Por que 'viagens seguras' podem ter o efeito oposto


Nossos votos de boa sorte, por mais bem-intencionados que sejam, podem ter o efeito oposto?

APÓS A ÚLTIMA mensagem de texto da minha amiga, Shannon, que me disse quando ela chegaria, quase respondi com algo como "dirija com segurança" ou "viagens seguras". Decidi não fazer isso no final. Ela estava vindo para a cidade para uma visita. Ela mora em Nelson, mas se mudou para o verão para lutar contra incêndios florestais. Ela foi colocada em Salmon Arm, uma cidade a cerca de 350 km a noroeste daqui.

Sempre fui o tipo de pessoa que termina uma conversa com algum tipo de despedida, desejando-lhes boa sorte ou segurança. Não sei por que, mas desta vez em particular me peguei e me perguntei por que faço isso. Por quê nós faça isso. Superficialmente, parece um gesto simpático. Mas também me lembrou da época em que estive com minha esposa, como sempre tinha que dar a última palavra quando nos separávamos.

Como se eu não dissesse algo e algo terrível acontecesse, de alguma forma seria minha culpa. Acho que para mim, de certa forma, é uma garantia contra o sentimento de culpa no futuro. Na realidade, é claro, nada do que eu disser vai torná-los mais seguros.

Então, se isso for verdade, comecei a me perguntar se isso poderia realmente ter um efeito negativo. Tipo, aquela pessoa iria começar a questionar o que ela nunca teria questionado se não tivesse sido dito. "Dirija com cuidado? Por que não eu? "

Logoterapia

O neurologista / psiquiatra Viktor Frankl foi um sobrevivente do Holocausto que passou quase três anos em campos de concentração nazistas. Suas observações - de como ele e seus companheiros de prisão reagiram sob certas circunstâncias - reforçaram suas teorias sobre a condição humana.

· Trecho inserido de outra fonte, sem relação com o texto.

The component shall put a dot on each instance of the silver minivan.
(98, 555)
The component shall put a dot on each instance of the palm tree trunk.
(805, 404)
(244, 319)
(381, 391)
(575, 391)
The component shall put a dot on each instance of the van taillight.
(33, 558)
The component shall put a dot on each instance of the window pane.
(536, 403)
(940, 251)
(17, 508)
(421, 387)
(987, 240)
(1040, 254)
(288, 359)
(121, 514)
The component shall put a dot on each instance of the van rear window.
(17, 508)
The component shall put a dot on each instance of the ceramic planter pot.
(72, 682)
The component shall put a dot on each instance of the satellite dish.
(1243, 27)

Hiperintensão: intenção forçada em direção a algum fim que torna esse fim inatingível.

Sua grande teoria, a logoterapia, é particularmente interessante. Nele, ele descreve uma forma de ansiedade, o que ele chama hiper-intenção, e que a Wikipedia descreve como "intenção forçada em direção a algum fim que torna esse fim inatingível." Um exemplo disso é alguém que tem dificuldade para dormir. O pensamento é que quanto mais você tentar adormecer, maior será a probabilidade de não adormecer.

Sua cura - o que ele chamou de intenção paradoxal - seria então dizer ao paciente para fazer o contrário: tentar ficar acordado o máximo possível. Ao fazer isso, eles inevitavelmente cairiam no sono. Outro exemplo é alguém que transpira profusamente. Se, em uma festa, ele tentasse não suar (talvez repetindo para si mesmo, "não sue, não sue"), é claro que suaria.

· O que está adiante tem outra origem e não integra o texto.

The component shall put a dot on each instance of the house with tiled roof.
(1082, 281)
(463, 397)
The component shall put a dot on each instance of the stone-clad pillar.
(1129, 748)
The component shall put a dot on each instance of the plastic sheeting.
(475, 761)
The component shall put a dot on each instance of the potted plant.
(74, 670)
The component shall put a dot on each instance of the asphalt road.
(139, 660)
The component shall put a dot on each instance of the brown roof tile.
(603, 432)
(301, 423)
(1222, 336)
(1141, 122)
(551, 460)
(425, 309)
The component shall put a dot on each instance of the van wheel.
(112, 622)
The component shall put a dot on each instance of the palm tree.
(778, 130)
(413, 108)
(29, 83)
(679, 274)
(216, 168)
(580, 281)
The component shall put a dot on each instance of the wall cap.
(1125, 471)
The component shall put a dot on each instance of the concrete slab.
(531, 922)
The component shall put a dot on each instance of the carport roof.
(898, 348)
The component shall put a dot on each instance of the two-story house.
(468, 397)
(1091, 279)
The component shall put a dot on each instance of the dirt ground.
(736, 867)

De acordo com a terapia de intenção paradoxal de Frankl, o homem deve tentar realmente difícil de suar. Ao tentar tanto suar, ele realmente falharia.

Boa viagem!

E daí se aplicássemos isso a alguém prestes a embarcar em uma viagem? Poderia plantar "conduzir com segurança" em suas mentes realmente ter o efeito oposto? Onde eles aplicam a hiperintensão para dirigir com segurança e acabam não?

Talvez também possa ser visto sob uma luz supersticiosa (embora superstição e intenção possam estar muito mais intimamente relacionadas do que pensamos). No mundo do teatro, os atores desejam “quebrar uma perna” antes de uma apresentação. “Boa sorte” é má sorte. Ou talvez esta seja apenas mais uma versão de hiperintensão, onde o ator fica tão focado em “ter sorte” que coisas ruins acontecem.

Devemos ter cuidado com as sementes que plantamos, mesmo quando bem intencionadas. Nunca sabemos o que pode florescer.

Você deseja viagens seguras às pessoas ou gosta quando as pessoas dizem isso para você?